James Blachly is a Grammy-winning conductor dedicated to enriching the concert experience by connecting with audiences in memorable and meaningful ways. His world premiere recording of English composer Dame Ethel Smyth’s 1930 masterpiece The Prison, released on Chandos Records, won a 2021 Grammy Award and was widely acclaimed. He currently serves as Music Director of Experiential Orchestra, is entering his sixth season as Music Director of the Johnstown Symphony Orchestra (PA), and is in increasing demand as a versatile guest conductor in diverse repertoire, with appearances this season with the New York Philharmonic, The Metropolitan Museum of Art, and a residency at Montclair State University. Blachly serves as Associate Editor and Orchestral Liaison for the African Diaspora Music Project, directed by Dr.

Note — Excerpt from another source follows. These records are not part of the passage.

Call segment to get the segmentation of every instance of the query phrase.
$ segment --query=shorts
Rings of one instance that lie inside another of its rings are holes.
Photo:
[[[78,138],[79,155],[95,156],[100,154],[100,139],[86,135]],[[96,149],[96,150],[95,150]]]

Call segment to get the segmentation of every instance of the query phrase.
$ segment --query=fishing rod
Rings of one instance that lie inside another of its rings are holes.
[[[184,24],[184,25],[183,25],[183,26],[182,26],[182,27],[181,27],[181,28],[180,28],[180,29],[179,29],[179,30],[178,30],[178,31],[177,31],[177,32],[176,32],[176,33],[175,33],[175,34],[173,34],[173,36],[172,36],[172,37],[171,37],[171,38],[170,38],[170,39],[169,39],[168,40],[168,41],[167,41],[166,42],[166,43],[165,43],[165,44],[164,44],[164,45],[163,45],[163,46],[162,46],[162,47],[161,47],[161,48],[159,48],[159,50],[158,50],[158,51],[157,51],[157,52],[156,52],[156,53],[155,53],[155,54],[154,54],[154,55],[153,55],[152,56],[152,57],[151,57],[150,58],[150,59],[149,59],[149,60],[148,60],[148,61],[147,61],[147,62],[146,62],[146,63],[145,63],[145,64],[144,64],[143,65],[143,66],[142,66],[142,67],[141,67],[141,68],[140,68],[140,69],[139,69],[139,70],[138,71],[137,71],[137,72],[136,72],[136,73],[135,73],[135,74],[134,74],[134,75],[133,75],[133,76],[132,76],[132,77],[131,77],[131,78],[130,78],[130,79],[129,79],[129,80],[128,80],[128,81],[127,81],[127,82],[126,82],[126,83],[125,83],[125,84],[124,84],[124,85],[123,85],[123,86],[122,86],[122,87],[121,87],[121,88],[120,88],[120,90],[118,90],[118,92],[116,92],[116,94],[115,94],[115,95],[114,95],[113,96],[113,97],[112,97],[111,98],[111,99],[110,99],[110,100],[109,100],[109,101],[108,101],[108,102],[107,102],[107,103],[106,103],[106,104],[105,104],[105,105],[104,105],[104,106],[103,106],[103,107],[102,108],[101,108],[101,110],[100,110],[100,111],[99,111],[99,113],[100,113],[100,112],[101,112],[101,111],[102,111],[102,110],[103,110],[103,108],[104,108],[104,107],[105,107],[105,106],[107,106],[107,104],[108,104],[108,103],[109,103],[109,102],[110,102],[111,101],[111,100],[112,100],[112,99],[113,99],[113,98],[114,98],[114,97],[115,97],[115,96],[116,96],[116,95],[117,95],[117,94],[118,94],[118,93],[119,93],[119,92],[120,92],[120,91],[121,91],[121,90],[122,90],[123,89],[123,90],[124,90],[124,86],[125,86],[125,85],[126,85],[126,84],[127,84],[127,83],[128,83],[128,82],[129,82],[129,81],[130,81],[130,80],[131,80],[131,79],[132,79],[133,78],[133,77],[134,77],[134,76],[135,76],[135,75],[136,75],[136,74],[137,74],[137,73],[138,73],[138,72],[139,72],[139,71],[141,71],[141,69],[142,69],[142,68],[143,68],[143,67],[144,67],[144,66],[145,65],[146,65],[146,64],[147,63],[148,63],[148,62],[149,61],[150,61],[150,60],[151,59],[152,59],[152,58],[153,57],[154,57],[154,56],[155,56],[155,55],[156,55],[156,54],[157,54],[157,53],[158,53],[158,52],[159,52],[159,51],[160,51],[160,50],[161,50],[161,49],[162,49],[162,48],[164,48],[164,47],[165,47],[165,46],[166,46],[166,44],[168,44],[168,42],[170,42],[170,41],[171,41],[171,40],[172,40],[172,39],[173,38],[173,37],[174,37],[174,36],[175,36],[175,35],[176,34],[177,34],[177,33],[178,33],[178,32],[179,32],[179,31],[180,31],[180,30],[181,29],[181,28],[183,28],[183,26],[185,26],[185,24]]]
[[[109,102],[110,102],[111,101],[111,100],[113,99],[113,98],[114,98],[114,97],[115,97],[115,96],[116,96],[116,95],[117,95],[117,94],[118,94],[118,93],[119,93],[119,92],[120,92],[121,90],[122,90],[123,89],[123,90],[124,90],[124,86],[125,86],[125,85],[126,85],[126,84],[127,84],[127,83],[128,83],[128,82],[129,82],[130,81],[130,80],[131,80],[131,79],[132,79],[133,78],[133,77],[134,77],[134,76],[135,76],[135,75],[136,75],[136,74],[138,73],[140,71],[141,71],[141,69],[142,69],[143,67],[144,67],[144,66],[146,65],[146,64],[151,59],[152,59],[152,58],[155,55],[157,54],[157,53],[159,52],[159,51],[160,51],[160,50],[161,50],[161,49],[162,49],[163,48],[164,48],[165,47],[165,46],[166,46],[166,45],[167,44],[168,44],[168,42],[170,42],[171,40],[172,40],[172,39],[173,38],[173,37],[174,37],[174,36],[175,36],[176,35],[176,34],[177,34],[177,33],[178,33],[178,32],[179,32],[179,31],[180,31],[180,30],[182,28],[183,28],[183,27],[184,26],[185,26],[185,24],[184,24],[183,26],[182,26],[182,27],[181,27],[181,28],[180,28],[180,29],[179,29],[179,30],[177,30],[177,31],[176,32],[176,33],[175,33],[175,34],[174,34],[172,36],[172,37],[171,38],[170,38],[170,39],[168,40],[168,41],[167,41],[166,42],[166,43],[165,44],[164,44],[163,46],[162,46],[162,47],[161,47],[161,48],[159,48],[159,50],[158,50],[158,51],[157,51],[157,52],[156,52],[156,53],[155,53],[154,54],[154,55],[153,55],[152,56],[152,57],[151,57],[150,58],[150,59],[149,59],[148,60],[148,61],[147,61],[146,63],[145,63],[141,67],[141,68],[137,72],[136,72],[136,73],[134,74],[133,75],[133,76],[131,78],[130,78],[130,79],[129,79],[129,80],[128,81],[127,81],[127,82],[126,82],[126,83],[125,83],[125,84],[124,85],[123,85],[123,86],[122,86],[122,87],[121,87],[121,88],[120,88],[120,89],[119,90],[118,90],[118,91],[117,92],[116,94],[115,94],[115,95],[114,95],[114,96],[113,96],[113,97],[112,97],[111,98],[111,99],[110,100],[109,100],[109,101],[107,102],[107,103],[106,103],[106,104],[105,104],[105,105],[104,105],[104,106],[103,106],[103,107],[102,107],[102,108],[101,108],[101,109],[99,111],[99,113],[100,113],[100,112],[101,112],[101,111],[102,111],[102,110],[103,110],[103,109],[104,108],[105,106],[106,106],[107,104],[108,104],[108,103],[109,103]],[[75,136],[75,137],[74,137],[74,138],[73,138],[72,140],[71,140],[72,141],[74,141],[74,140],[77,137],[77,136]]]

Louise Toppin. Blachly’s innovative programming aims to increase audience engagement and empower audiences. With the Johnstown Symphony, he conducted the orchestra in a former steel mill in a concert that was featured on Katie Couric’s America Inside Out, and in three seasons the orchestras has increased season ticket sales by 50%; with the Experiential Orchestra, he has invited audiences to dance to Stravinsky’s Rite of Spring and Tchaikovsky’s Nutcracker, sit within the orchestra at Lincoln Center, and engage with Symphonie fantastique and Petrushka with circus choreography in an ongoing collaboration with The Muse in Brooklyn. A strong supporter of composers of our time, Blachly has commissioned and premiered more than 50 works from composers such as Jessie Montgomery, Courtney Bryan, Kirsten Vollness, Viet Cuong, Michi Wiancko, Kate Copeland Ettinger, Patrick Castillo, Brad and Doug Balliett, and many others. In recent seasons, he has collaborated with soloists Julia Bullock, Paul Jacobs, Michelle Cann, Andre´s Ca´rdenes, Michael Chioldi, Karen Kim, Andrew Yee, Owen Dalby, Janna Baty, and more. Dedicated to finding new ways of empowering audiences, he is also in demand as a speaker on Listening as Leadership, bringing his expertise as a conductor and passion for music to Fortune 500 companies, schools, and other organizations.